I also started to have those questions of what do I "filter". What do I write about? Who do I write about? It was paralyzing. All of the "what ifs" I had swirling around in my head. But I think I am over it.
And back to hopefully documenting things not just for myself but also for you crazy people who read this and find it interesting still. Thank you for flattering me.
There has been a lot left off of here since I took my hiatus. It's sad to think those memories probably won't be commited to memory here. Hopefully I will remember them and then moving forward I will learn my lesson about not sharing moments when they happen. I want to provide a brieft summary of life. But honestly--it feels like an empty attempt.
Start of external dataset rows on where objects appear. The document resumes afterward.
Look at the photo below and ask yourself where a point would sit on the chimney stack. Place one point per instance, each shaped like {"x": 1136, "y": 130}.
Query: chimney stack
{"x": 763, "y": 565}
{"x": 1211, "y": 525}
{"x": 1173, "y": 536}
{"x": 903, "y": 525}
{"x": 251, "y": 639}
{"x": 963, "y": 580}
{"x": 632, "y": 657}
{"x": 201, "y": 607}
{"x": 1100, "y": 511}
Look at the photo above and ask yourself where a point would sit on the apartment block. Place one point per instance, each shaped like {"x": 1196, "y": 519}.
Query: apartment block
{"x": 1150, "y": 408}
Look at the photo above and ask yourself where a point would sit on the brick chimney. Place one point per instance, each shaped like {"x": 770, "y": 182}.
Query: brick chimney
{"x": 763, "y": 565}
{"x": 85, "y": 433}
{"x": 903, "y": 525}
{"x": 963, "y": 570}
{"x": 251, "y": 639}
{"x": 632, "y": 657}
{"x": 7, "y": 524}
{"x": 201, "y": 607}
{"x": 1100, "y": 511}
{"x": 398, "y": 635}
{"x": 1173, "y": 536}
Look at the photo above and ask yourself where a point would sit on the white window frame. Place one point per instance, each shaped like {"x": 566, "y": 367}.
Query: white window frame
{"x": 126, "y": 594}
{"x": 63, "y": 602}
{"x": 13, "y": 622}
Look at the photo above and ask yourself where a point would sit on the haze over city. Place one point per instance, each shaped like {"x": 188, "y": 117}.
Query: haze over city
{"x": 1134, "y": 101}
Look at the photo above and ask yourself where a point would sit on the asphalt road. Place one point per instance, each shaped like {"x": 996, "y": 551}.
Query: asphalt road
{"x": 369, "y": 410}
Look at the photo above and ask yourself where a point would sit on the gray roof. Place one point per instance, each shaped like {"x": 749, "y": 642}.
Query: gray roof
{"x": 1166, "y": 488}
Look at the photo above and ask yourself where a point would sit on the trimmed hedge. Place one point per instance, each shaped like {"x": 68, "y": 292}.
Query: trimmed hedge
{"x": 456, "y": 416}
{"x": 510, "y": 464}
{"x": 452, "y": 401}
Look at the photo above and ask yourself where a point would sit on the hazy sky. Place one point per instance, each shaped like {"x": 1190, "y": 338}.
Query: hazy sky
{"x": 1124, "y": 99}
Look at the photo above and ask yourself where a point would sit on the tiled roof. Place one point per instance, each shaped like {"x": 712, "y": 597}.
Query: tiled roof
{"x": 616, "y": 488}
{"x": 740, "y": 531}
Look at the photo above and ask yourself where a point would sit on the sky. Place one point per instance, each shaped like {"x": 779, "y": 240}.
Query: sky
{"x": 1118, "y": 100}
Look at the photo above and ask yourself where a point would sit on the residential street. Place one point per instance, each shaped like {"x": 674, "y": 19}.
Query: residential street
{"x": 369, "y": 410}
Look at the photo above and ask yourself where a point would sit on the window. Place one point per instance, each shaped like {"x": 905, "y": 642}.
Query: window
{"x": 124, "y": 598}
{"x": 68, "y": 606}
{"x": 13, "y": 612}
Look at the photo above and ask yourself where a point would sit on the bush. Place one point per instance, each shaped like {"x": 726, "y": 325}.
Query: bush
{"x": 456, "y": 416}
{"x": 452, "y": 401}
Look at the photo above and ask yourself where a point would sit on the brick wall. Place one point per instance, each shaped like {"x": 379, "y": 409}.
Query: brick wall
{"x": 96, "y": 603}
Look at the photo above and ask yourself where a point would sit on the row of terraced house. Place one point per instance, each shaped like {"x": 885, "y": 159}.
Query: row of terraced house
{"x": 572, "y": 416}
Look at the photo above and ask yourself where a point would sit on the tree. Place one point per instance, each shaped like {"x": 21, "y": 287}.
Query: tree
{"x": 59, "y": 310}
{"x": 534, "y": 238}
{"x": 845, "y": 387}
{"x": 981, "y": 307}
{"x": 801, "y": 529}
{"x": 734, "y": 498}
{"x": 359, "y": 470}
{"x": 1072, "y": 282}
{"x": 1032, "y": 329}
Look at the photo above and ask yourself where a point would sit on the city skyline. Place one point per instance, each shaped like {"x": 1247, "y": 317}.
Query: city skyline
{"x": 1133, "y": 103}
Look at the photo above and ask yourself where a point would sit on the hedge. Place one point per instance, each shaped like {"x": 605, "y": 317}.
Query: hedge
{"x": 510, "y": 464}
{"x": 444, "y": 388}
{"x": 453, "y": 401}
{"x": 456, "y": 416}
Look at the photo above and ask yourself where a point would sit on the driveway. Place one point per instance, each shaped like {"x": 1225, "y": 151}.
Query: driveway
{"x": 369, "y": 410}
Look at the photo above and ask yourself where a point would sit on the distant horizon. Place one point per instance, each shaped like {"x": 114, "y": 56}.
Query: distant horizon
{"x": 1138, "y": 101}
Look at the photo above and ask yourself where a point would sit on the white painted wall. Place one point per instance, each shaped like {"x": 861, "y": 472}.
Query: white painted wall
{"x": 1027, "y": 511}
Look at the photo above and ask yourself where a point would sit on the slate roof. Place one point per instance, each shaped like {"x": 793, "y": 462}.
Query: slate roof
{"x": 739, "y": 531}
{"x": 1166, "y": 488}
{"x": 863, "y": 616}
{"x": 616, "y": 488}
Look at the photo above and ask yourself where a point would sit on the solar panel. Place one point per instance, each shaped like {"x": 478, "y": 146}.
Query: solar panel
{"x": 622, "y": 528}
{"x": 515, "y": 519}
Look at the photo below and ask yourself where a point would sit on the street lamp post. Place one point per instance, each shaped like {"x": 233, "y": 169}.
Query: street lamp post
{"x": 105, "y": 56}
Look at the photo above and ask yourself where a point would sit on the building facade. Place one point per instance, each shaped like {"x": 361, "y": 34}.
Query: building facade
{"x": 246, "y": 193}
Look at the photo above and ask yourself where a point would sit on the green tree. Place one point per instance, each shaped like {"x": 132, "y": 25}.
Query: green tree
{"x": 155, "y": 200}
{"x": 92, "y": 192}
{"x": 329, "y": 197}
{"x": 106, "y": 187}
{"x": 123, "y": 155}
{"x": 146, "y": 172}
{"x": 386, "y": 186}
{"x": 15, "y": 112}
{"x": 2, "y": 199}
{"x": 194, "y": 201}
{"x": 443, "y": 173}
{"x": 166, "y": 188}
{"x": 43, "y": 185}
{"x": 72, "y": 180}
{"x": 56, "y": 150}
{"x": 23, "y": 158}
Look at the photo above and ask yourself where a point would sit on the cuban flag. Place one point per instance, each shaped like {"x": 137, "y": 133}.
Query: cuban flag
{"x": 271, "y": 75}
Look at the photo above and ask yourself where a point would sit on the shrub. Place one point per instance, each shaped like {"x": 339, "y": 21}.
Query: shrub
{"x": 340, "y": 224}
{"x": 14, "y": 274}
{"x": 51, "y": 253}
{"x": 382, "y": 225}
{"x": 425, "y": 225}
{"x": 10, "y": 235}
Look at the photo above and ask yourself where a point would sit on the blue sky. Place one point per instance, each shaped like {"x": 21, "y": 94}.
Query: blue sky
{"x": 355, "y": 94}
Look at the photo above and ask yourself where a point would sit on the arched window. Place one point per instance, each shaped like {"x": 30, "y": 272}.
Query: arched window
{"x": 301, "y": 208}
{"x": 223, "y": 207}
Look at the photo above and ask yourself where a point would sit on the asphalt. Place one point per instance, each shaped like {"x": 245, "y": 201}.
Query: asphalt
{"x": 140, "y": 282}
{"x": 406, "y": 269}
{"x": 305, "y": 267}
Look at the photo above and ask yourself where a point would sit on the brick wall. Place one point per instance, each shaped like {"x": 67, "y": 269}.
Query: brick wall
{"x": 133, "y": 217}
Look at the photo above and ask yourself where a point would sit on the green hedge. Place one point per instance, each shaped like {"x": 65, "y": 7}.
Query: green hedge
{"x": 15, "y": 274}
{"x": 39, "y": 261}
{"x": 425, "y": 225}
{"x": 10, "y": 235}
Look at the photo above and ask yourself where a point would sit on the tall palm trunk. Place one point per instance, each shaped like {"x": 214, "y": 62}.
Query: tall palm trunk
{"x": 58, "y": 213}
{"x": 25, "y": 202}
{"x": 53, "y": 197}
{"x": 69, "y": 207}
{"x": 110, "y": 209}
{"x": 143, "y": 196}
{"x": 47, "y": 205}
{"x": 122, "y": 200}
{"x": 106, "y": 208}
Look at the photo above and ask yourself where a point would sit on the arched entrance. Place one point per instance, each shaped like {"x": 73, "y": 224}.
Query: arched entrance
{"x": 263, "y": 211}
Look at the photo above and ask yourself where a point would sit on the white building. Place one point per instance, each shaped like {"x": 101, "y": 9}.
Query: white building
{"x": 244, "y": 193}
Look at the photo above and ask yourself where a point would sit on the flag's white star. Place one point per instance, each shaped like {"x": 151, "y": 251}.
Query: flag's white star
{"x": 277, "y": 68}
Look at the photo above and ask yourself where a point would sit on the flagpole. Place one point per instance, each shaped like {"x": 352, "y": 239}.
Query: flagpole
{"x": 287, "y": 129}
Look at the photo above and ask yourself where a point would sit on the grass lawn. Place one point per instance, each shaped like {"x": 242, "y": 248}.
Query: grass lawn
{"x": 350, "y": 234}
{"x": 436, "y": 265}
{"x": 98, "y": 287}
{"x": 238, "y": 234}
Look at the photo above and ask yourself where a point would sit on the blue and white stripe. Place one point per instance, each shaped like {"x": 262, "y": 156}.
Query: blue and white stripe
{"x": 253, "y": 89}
My family did just visit me in DC for Thanksgiving. I did go to Turkey (like the country). I just put up my meager Christmas decorations.I bought new sheets. There was another bathtub incident. I'm learning that trust and doubt can be some of the most raw and complex feelings to understand. My hair has seemed to grow a lot since I cut it> I am going to be on the Best Coast in 17 days from today.
Maybe I will start with that above list and work my way through some posts to get myself back up to speed with what I have been doing with myself these days.
Well I guess I will say "Thank You" for not giving up on me quite yet here. Hopefully I will redeem myself. I do have some awesome pictures to put up if you can hang with me just awhile longer.